The nutrient-dependent profiling and functional characterization of ribosomal RNA modifications in mammalian cells
2025-07-23 10:49
The nutrient-dependent profiling and functional characterization of ribosomal RNA modifications in mammalian cells
Project goal: The main goal is to profile and define a nutrient-dependent rRNA modifications in mammalian cells following the amino acid deprivation condition; identify snoRNAs mediating the nutrient-dependent rRNA modifications; and characterize the roles of the nutrient-dependent rRNA modifications in survival during amino acid starvation.
Project description: This project aims to investigate how nutrient availability influences ribosomal RNA (rRNA) modifications in mammalian cells. Using direct RNA nanopore sequencing, we will profile nutrient-dependent rRNA modifications in both primary and cancer cells under amino acid starvation. We will identify the specific small nucleolar RNAs (snoRNAs) responsible for guiding these modifications and explore their functional roles through loss-of-function studies. Our research will help elucidate how ribosome structure and function adapt to nutrient stress, contributing to cellular survival and potentially uncovering new regulatory mechanisms of translation.

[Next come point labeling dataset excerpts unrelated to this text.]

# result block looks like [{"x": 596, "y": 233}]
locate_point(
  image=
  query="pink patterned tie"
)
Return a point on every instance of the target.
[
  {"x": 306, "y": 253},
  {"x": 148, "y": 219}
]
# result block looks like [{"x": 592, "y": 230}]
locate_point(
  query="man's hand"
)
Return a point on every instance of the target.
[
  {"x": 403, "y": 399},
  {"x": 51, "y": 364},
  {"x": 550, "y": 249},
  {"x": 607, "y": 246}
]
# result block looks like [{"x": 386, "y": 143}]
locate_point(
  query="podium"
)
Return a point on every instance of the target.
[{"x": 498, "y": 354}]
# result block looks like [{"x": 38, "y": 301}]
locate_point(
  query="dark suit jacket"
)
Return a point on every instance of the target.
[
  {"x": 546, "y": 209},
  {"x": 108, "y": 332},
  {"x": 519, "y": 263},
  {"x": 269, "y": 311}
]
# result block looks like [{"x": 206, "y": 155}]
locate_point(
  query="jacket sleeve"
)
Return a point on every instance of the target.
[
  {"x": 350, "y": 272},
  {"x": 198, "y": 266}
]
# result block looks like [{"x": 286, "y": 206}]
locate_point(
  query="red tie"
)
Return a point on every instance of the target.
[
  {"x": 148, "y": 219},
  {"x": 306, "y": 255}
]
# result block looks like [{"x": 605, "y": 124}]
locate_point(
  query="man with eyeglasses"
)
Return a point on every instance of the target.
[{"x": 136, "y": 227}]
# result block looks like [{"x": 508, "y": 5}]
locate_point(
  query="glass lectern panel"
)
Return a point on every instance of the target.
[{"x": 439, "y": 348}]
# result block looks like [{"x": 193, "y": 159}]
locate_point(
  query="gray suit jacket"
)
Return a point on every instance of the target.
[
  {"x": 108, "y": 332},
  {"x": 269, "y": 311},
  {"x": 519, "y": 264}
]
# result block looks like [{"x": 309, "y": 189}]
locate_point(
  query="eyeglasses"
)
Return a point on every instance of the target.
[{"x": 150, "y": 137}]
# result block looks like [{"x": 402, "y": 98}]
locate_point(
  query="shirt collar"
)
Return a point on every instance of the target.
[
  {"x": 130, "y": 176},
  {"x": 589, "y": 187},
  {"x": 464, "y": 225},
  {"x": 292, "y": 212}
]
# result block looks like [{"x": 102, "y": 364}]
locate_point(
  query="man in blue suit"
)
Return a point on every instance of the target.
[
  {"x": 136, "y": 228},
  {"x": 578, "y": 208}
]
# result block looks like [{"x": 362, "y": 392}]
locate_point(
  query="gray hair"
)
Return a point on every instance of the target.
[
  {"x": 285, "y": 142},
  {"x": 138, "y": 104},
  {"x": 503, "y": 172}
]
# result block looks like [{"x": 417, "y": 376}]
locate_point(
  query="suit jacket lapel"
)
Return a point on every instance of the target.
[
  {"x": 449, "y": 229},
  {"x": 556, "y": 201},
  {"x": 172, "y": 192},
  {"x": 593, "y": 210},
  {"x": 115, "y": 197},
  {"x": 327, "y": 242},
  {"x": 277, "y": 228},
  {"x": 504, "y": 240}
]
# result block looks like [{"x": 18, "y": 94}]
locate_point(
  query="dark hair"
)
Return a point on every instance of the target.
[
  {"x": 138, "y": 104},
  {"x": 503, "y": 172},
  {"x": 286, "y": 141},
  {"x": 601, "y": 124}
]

Expected results: We expect to identify nutrient-sensitive modifications in rRNA that vary between normal and cancer cells under amino acid starvation. Specific snoRNAs guiding these modifications will be characterized, and their functional roles in regulating translation under stress will be validated. The results may reveal novel mechanisms by which cells adapt their ribosomes to nutrient deprivation, providing insight into stress-responsive translation regulation.
Co-financing: We will use direct RNA sequencing (Oxford Nanopore) to detect rRNA modifications in cells under amino acid starvation. Comparative analyses will be performed between normal and cancer cells. Candidate snoRNAs involved in nutrient-sensitive modifications will be identified through bioinformatics and validated via knockdown experiments. Functional consequences will be assessed by examining changes in translation and cell survival under stress.